The Insider

Director

Michael Mann

Duration (minutes)

155

Country  ,  Year

Verenigde Staten  ,  1999

Theme programme

main programme features

Cast

Al Pacino;Russell Crowe;Christopher Plummer;Diane Venora

Scenario

Eric Roth;Michael Mann

Camera

Dante Spinotti

Music

Peter Bourke;Lisa Gerrard;Graeme Revell

Editing

William Goldenberg;Paul Rubell;David Rosenbloom

 

 

Sales

Buena Vista Pictures Dist.


The Insider is beautifully acted docu-drama and brilliantly staged amusement. Mann manages to make every silence important and shows again how well he can film dialogues. But more important is that the film poses fundamental questions about modern society.

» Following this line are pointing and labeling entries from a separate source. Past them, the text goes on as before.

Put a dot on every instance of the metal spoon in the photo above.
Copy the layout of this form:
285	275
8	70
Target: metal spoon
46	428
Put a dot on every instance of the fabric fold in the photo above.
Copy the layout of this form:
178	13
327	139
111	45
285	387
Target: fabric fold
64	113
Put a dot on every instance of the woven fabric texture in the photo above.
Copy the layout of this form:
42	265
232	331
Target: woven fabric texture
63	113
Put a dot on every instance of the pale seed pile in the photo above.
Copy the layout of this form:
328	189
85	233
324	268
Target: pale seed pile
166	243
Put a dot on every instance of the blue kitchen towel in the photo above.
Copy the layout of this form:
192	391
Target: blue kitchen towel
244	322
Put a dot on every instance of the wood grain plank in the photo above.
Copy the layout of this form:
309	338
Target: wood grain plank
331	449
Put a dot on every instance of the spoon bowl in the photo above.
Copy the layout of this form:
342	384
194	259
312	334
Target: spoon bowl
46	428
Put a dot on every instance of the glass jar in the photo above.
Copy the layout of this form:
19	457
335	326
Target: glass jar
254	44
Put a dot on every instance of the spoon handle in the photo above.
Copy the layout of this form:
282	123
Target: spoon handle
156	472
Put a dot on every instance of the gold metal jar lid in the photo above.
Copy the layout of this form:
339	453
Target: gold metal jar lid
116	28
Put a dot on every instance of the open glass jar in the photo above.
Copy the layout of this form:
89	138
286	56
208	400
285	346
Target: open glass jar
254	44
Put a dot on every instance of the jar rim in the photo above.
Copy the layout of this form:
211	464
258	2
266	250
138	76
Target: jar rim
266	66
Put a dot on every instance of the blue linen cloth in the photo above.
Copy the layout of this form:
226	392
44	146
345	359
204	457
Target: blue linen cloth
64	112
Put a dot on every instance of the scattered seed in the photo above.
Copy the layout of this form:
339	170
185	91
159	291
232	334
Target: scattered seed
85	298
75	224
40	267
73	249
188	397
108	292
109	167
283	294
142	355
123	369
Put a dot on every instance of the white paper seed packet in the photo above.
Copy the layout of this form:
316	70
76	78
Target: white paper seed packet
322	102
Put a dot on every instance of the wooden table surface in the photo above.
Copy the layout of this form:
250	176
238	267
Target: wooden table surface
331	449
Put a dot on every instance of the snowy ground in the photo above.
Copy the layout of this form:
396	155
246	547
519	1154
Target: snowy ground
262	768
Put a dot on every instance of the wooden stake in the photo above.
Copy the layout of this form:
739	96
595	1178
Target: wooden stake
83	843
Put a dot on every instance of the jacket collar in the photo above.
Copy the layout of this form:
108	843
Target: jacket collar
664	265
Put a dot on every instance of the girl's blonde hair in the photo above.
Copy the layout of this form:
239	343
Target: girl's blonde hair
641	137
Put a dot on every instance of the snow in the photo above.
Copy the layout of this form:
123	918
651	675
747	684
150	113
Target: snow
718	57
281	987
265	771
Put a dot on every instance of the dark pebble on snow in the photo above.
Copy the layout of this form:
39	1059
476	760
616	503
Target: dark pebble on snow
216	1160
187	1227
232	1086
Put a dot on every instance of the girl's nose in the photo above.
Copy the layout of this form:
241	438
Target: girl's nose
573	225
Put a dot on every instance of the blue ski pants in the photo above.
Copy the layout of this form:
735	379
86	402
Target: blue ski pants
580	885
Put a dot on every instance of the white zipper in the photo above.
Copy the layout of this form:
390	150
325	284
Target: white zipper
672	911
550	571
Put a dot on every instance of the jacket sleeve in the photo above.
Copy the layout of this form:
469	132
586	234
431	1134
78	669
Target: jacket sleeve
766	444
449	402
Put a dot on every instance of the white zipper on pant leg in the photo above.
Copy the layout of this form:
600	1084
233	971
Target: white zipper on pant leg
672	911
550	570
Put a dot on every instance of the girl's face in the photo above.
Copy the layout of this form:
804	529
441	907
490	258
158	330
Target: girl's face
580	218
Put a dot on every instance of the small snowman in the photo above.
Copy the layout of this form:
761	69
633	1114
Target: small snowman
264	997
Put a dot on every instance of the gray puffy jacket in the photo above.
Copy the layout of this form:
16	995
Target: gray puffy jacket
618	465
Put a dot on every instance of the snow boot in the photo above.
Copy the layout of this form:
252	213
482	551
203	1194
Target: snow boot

It is four years since the events on which The Insider is based really happened. The most painful episode from the history of CBS News, for the sake of drama, slightly fictionalised. A broadcast of the famous programme 60 Minutes was stopped, under pressure from a major tobacco producer, because a former employee, Jeffrey Wigand (Russell Crowe), was alleged to have revealed sensitive company information. Wigand had found out that tobacco companies deliberately manipulate the nicotine content of cigarettes to speed addiction, but when he left he had promised to keep it quiet. The first part of The Insider concentrates on Wigand, on his battle with his conscience and his final decision. Later attention is shifted to Bergmann (Al Pacino), one of the producers of 60 Minutes who encouraged Wigand to tell his story. The Insider is in the great tradition of Mr. Smith Goes to Washington and All The Presidents Men: the great battle between money and journalistic integrity, in the face of the loner who sticks to his principles and has the courage to express them. But courage does not necessarily lead to victory.